Dalam proses persiapan, Sutriyani juga terbiasa mencari dan mempelajari materi secara mandiri, kemudian menghafalkannya sebelum tampil.
Kebiasaan tersebut telah ia lakukan sejak duduk di bangku sekolah dasar.
Hal itu menjadi modal penting baginya ketika harus tampil di depan ratusan orang.
Maulid Jadi Momentum Mengasah Potensi Siswa
Bagi Sutriyani, kegiatan Maulid Nabi di sekolah bukan hanya tentang mendengarkan tausiah.
Ia melihat kegiatan tersebut sebagai kesempatan bagi siswa untuk mengasah bakat dan keberanian.
Antusiasme siswa SMPN 3 Batujajar juga terlihat dalam berbagai kegiatan yang digelar sekolah.
Selain peringatan Maulid Nabi, para siswa turut mengikuti berbagai perlombaan dalam rangka memeriahkan HUT Kemerdekaan RI ke-81.
Menurut Sutriyani, teman-temannya sangat antusias mengikuti kegiatan karena selain menyenangkan, berbagai perlombaan juga menjadi ruang untuk menunjukkan kemampuan masing-masing.
Semangat itu pula yang membuatnya semakin terdorong untuk terus mengembangkan potensinya.
Di hadapan ratusan siswa dan guru, Sutriyani akhirnya mampu menyelesaikan tausiah dengan baik.

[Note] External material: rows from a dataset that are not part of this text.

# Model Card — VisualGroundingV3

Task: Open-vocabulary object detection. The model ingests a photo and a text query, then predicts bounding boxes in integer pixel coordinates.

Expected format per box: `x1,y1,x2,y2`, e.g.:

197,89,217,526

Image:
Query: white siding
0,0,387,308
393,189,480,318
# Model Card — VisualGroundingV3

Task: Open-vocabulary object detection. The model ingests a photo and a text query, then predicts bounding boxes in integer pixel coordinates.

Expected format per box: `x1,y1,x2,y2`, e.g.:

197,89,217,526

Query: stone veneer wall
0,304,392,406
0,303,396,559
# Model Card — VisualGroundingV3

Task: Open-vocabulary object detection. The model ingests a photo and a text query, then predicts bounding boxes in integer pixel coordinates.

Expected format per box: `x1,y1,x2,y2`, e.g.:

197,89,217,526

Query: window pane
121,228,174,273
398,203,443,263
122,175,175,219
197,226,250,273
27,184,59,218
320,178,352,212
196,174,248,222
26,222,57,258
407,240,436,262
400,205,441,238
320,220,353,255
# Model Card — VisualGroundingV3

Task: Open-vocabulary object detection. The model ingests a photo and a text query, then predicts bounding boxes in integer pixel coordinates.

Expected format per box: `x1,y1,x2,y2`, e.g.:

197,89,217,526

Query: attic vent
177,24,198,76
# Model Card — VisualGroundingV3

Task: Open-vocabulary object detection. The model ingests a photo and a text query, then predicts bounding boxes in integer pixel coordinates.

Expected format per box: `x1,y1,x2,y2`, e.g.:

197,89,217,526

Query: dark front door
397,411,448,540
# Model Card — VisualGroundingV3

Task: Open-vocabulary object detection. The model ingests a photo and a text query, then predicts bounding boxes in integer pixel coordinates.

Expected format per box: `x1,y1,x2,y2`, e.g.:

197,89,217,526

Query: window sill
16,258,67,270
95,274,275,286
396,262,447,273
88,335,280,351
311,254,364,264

Selain tausiah, peringatan Maulid Nabi Muhammad SAW di SMPN 3 Batujajar juga diramaikan dengan berbagai perlombaan yang melibatkan para siswa.
Sejumlah lomba yang digelar antara lain Musabaqah Hifdzil Quran (MHQ), kaligrafi, olimpiade, ceramah, hingga konten kreatif. Berbagai kegiatan tersebut menjadi bagian dari upaya sekolah memberikan ruang kepada siswa untuk mengembangkan kemampuan sekaligus memperkuat nilai-nilai keagamaan.
Selesai Peringatan maulid nabi, langsung gas perlombaan HUT RI ke-81 tahun diantaranya lomba amaging rice, bakiak, voli jumbo, estafet air, estafet sarung.